Patterson Avenue was the center of business in Algiers, which was a separate entity until annexation by New Orleans in 1870. Three ferries provided access between Algiers Point and the Eastbank of New Orleans: the Canal Street/Algiers Ferry, connecting Algiers to the foot of Canal Street beginning in 1827; the Delaronde Ferry, added in 1834 and landing at St. Louis Street and later Canal Street; and the Third District Ferry, starting in 1858 and running between Verret Street and Esplanade Avenue.

Residents of Algiers regularly used the ferry to shop in the French Market and the many shops in the French Quarter. However, the ferry remained racially segregated into the 1960s. The only remnants of the old ferry landing are a retaining wall and the steps used to access the building.
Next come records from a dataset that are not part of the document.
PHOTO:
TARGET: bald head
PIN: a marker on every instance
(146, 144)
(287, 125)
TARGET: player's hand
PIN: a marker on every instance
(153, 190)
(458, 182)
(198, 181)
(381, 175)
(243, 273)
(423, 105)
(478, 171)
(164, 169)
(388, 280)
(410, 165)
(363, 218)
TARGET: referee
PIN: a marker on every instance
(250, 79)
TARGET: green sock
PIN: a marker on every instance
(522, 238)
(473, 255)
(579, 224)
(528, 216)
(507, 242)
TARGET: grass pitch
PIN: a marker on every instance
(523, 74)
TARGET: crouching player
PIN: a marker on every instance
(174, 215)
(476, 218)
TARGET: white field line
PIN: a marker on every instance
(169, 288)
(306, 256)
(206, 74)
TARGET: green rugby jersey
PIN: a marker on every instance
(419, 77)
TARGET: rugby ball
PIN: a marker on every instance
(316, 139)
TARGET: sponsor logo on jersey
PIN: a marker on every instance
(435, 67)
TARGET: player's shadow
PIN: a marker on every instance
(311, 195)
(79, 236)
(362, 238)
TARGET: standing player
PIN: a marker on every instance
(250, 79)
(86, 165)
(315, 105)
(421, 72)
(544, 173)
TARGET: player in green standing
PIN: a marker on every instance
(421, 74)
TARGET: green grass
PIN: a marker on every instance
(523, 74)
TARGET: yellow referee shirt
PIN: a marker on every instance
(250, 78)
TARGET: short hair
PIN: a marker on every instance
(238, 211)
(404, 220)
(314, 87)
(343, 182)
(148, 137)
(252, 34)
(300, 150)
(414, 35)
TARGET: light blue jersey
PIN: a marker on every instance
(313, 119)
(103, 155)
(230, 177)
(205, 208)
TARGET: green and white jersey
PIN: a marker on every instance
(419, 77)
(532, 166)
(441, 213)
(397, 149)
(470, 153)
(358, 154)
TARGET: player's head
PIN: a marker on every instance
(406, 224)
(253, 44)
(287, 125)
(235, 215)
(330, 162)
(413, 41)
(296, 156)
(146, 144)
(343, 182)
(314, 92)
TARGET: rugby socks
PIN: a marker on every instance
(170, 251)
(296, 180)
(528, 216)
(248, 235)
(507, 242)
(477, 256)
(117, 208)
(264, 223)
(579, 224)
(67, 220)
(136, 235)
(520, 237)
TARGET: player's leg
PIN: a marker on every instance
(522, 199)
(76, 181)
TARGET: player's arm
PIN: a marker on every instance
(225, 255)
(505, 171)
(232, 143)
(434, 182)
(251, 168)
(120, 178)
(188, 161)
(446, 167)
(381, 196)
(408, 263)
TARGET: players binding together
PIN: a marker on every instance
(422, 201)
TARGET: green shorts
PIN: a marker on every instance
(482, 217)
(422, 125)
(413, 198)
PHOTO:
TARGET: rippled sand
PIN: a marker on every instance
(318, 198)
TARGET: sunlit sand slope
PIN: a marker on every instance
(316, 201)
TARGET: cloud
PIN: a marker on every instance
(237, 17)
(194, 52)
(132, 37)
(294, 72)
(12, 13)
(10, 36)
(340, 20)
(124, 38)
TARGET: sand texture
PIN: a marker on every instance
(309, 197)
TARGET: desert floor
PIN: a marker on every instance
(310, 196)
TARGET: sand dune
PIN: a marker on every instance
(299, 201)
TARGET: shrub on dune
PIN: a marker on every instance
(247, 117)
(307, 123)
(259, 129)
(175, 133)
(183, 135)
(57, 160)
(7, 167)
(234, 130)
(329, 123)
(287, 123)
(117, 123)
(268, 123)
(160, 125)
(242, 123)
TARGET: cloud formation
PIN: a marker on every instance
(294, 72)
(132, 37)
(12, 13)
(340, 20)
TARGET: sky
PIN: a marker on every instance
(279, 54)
In 1862, New Orleans surrendered to Union Admiral David Farragut. Under military occupation, all public oration, including religious oratory, was required to conform to allegiance to the United States of America. The head of Mount Olivet was ordered to cease praying for Jefferson Davis and begin praying for President Lincoln. He refused and was subsequently arrested. He was removed to Mobile, AL, before returning after the war. General Benjamin Franklin Butler closed the church and commandeered the rectory two doors to the east of the church on Olivier Street for use as a Union hospital.

A Queen Anne marble-topped table that once served as the church's Communion table now sits in the parish hall. Vestry records indicate that Union and Confederate soldiers received Communion there, recorded on the brass plaque now affixed to the table.